Drug Interactions between amprenavir and formoterol / mometasone

MONITOR: Coadministration with potent inhibitors of CYP450 3A4 may increase the plasma concentrations of mometasone, which is primarily metabolized by the isoenzyme. In healthy subjects coadministered mometasone (400 mcg inhaled twice daily for 9 days) with the potent CYP450 3A4 inhibitor ketoconazole (200 mg orally twice daily on days 4 to 9), 4 out of 12 subjects had peak plasma concentrations of mometasone increase from less than 150 pcg/mL on day 3 before the addition of ketoconazole to more than 200 pcg/mL afterwards. Serum cortisol AUC also decreased slightly after ketoconazole was added. The clinical significance of these findings is unknown.
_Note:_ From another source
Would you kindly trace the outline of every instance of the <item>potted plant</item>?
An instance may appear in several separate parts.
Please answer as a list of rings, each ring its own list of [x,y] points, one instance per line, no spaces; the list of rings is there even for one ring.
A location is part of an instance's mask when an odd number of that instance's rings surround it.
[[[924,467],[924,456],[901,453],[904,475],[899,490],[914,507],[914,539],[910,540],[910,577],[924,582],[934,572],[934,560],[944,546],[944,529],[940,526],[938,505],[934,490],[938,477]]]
MANAGEMENT: The possibility of increased systemic adverse effects of mometasone should be considered during coadministration with potent CYP450 3A4 inhibitors. Some authorities advise against concomitant use unless the potential benefit outweighs the risk. If the combination cannot be avoided, the dosing times between mometasone and the CYP450 3A4 inhibitor should be separated by as much as possible. In addition, the lowest effective dosage of mometasone should be prescribed, and further adjustments made as necessary according to therapeutic response and tolerance. Alternatively, a less potent, less lipophilic, and/or shorter-acting agent such as beclomethasone may be considered. Beclomethasone is also less dependent on CYP450 3A4 metabolism. Patients should be monitored for signs and symptoms of hypercorticism such as acne, striae, thinning of the skin, easy bruising, moon facies, dorsocervical "buffalo" hump, truncal obesity, increased appetite, acute weight gain, edema, hypertension, hirsutism, hyperhidrosis, proximal muscle wasting and weakness, glucose intolerance, exacerbation of preexisting diabetes, depression, and menstrual disorders. Other systemic glucocorticoid effects may include adrenal suppression, immunosuppression, posterior subcapsular cataracts, glaucoma, bone loss, and growth retardation in children and adolescents.

Although they are often combined in clinical practice, the concomitant use of beta-2 adrenergic agonists and corticosteroids may result in additive hypokalemic effects. Since beta-2 agonists can sometimes cause QT interval prolongation, the development of hypokalemia may potentiate the risk of ventricular arrhythmias including torsade de pointes. However, clinical data are limited, and the potential significance is unknown. Patients who are receiving systemic or nebulized formulations of beta-2 agonists, high dosages of inhaled beta-2 agonists, or systemic corticosteroid therapy may be at a greater risk of developing hypokalemia.